You are given five integers $ n $ , $ dx_1 $ , $ dy_1 $ , $ dx_2 $ and $ dy_2 $ . You have to select $ n $ distinct pairs of integers $ (x_i, y_i) $ in such a way that, for every possible pair of integers $ (x, y) $ , there exists exactly one triple of integers $ (a, b, i) $ meeting the following constraints: $ \begin{cases} x \, = \, x_i + a \cdot dx_1 + b \cdot dx_2, \\ y \, = \, y_i + a \cdot dy_1 + b \cdot dy_2. \end{cases} $

The first line contains a single integer $ n $ ( $ 1 \le n \le 10^5 $ ). The second line contains two integers $ dx_1 $ and $ dy_1 $ ( $ -10^6 \le dx_1, dy_1 \le 10^6 $ ). The third line contains two integers $ dx_2 $ and $ dy_2 $ ( $ -10^6 \le dx_2, dy_2 \le 10^6 $ ).

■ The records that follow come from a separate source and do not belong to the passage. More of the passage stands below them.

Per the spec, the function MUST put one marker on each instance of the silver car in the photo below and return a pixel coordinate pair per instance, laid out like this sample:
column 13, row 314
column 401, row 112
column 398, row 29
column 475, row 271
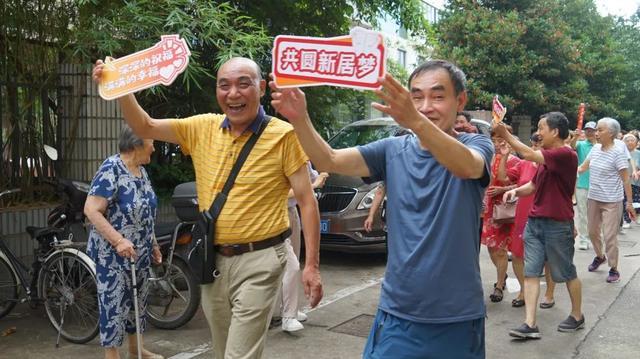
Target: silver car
column 345, row 201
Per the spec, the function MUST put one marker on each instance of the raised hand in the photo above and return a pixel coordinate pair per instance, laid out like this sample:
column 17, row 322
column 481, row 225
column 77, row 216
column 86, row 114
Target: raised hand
column 505, row 149
column 500, row 129
column 312, row 285
column 289, row 102
column 398, row 103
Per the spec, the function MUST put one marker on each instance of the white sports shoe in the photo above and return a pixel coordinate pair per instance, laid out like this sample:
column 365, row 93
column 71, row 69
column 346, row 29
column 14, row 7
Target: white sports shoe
column 584, row 244
column 301, row 317
column 291, row 325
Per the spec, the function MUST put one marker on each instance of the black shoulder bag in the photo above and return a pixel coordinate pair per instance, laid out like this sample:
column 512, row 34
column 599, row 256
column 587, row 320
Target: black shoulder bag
column 202, row 256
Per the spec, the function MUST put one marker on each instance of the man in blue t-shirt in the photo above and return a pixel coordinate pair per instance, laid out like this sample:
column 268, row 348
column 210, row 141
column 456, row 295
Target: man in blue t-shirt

If it is impossible to correctly select $ n $ pairs of integers, print NO. Otherwise, print YES in the first line, and then $ n $ lines, the $ i $ -th of which contains two integers $ x_i $ and $ y_i $ ( $ -10^9 \le x_i, y_i \le 10^9 $ ). If there are multiple solutions, print any of them.